BCB 520 - FINAL PROJECT

Let’s get into Rainfall Data of Puerto Rico

How much Rainfall did Puerto Rico had in the last 15 years
Portfolio
DataViz
Assignment
Author

Geraline Tross-Torres

Published

May 3, 2024

Preamble

Let’s learn more about the rain patterns across Puerto Rico. Over the years, we had different patterns of rain, which depend on the season; for example, during hurricane and tropical seasons, we will have more rainfall than in years when there are no storms, and we can also see when we have drought season.

How can we get this information?

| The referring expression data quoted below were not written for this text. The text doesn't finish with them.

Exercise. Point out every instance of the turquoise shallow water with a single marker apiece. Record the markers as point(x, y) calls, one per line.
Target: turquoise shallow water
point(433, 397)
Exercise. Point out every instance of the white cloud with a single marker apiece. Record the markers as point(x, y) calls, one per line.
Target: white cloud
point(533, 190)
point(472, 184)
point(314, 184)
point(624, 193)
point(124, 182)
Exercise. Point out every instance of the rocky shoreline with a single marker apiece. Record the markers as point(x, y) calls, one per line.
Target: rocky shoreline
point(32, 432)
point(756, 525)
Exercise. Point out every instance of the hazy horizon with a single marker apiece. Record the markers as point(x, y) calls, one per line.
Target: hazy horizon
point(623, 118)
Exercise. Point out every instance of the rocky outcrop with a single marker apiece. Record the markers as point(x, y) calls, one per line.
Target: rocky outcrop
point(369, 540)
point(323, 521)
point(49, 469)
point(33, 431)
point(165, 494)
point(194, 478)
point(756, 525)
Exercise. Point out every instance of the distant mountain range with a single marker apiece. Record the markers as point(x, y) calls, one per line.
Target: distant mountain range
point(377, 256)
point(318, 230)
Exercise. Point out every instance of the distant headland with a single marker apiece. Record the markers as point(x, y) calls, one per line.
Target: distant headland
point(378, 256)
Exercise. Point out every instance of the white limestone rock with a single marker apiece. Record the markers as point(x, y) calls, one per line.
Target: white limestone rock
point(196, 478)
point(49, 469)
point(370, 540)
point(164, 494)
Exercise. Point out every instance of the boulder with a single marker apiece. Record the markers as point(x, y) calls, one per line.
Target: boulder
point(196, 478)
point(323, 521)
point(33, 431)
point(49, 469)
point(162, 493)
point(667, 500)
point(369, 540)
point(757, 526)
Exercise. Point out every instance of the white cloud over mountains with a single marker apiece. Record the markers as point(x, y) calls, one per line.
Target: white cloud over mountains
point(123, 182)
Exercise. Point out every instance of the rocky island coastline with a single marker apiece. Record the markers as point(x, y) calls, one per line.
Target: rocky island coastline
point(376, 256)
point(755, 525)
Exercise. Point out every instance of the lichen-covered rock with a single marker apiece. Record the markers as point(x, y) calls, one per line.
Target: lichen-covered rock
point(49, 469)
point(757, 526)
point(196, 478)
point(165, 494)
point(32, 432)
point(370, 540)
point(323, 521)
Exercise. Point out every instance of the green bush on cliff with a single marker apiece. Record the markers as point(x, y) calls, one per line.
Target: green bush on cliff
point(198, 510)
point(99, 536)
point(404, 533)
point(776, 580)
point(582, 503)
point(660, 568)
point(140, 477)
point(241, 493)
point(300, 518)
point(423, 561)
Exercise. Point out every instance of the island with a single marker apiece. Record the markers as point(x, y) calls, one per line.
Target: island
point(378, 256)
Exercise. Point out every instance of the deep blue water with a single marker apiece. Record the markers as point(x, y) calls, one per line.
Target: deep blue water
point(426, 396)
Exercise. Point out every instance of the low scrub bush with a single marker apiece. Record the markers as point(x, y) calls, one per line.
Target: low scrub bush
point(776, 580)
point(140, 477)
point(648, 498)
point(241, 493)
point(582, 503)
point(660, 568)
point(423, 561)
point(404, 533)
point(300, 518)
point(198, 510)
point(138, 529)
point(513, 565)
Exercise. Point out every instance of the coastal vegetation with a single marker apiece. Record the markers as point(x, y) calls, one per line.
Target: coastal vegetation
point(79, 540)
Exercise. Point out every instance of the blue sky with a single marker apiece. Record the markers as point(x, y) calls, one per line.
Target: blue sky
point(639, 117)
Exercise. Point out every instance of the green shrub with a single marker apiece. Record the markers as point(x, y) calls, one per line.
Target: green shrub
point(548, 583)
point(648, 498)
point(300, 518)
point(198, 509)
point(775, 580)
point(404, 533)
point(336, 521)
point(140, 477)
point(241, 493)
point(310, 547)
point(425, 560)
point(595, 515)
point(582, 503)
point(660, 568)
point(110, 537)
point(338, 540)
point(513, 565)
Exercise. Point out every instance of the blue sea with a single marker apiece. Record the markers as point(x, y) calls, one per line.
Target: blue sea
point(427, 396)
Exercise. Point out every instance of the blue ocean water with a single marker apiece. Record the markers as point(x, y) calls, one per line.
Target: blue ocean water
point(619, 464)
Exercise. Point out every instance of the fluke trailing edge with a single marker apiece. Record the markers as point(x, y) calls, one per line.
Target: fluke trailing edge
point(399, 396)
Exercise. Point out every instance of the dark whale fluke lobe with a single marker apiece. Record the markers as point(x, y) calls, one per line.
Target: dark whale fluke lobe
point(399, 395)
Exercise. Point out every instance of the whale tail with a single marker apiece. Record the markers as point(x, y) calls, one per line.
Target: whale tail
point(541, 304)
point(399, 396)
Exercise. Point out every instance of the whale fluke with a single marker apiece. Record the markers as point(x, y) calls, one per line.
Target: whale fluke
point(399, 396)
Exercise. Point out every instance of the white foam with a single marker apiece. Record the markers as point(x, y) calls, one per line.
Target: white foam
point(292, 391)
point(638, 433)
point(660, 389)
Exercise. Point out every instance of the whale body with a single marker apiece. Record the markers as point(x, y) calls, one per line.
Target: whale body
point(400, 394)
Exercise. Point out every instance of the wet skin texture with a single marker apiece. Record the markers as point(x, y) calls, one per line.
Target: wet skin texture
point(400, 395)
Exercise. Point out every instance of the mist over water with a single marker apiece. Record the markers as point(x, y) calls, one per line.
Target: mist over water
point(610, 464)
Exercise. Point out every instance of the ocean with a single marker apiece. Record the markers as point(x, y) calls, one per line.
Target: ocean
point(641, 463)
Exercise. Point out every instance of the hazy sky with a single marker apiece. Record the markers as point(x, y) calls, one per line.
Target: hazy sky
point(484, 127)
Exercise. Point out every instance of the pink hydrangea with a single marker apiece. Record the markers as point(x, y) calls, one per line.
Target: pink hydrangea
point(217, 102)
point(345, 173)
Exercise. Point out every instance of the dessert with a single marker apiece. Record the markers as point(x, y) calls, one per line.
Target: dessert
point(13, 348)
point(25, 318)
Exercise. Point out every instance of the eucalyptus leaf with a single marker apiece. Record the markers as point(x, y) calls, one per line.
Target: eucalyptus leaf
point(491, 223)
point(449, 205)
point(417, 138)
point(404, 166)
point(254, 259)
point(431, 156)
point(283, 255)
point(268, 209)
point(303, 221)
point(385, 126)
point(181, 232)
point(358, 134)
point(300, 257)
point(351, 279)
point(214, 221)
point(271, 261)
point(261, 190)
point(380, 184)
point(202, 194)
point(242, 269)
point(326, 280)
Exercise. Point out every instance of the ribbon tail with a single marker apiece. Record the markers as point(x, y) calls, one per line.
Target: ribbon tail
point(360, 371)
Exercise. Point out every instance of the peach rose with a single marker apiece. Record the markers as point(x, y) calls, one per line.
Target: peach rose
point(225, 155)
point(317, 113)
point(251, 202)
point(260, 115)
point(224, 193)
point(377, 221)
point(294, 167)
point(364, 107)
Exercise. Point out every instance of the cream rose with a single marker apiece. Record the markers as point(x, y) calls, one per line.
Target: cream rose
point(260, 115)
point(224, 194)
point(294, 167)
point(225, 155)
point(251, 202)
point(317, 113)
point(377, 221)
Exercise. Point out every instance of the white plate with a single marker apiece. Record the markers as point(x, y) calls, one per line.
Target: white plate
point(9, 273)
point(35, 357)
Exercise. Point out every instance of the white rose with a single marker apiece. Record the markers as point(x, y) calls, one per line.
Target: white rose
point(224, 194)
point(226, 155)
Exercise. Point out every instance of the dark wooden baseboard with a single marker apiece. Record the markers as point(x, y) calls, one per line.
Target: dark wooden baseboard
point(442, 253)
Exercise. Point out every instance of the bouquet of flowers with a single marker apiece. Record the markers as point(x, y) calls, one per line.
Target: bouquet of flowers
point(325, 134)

The NOAA has stations across the island that measure the amount of rain accumulated around each station. We can display that data on a spatial map and visualize the amount of rain accumulated between stations.

In this post, we look at 15 years of rainfall data. I will provide details on how I got to my final finished map visualization and what information we can obtain from it.

Data

The rain data was acquired by the database of the National Centers for Environmental Information - National Oceanic and Atmospheric Administration (NCEI - NOAA). https://www.ncei.noaa.gov/access/search/data-search/daily-summaries

The NCEI-NOAA provides large data sets of integrated daily climate observations through time, such as rain, snow, hail, temperature, etc. The data set that I am working on is how much rain we had in different years in Puerto Rico. The following Data Table provides the data I used to visualize my map. I also provided a Data Dictionary to help you interpret the Data Table.

Data Dictionary

Code
DataDic <- read_xlsx("data dic.xlsx")
# Assuming you want to select only the first 10 columns from DataTable

# Displaying the selected columns using knitr::kable()
knitr::kable(head(DataDic))
Variable Description Data Type
Station 26 NOAA Stations Character
Latitde Coordinates Numeric
Longitude Coordinates Numeric
Elevation Coordinates Numeric
Name Name of the station’s location Character
Month Months 1 - 12 (January - Decemner) Numeric

Data Table

Code
DataTable <- read_xlsx("geraline_data_mm.xlsx")
# Assuming you want to select only the first 10 columns from DataTable
selected_columns <- DataTable[, 1:10]

# Displaying the selected columns using knitr::kable()
knitr::kable(head(selected_columns))
STATION LATITUDE LONGITUDE ELEVATION NAME MONTH 2009 2010 2011 2012
RQC00660061 18.17470 -66.79770 557.8 ADJUNTAS SUBSTATION, PR US 1 23.03226 39.93548 18.000000 36.645161
RQC00660152 17.95550 -66.22220 7.6 AGUIRRE, PR US 1 23.87097 39.67742 7.677419 4.666667
RQC00660158 18.12800 -66.26410 710.2 AIBONITO 1 S, PR US 1 44.77419 65.03226 30.193548 24.400000
RQC00660426 18.34940 -66.75250 323.1 ARECIBO OBSERVATORY, PR US 1 49.74194 170.45161 25.741936 84.451613
RQC00661345 18.47240 -67.11550 85.0 CALERO CAMP, PR US 1 28.06452 45.29032 29.096774 70.064516
RQC00663023 18.08425 -66.65464 198.1 CORRAL VIEJO, PR US 1 35.80645 28.51613 14.928571 34.153846
Code
library(dplyr)

# Read the data
rainfallprwide <- read_excel('geraline_data_mm.xlsx')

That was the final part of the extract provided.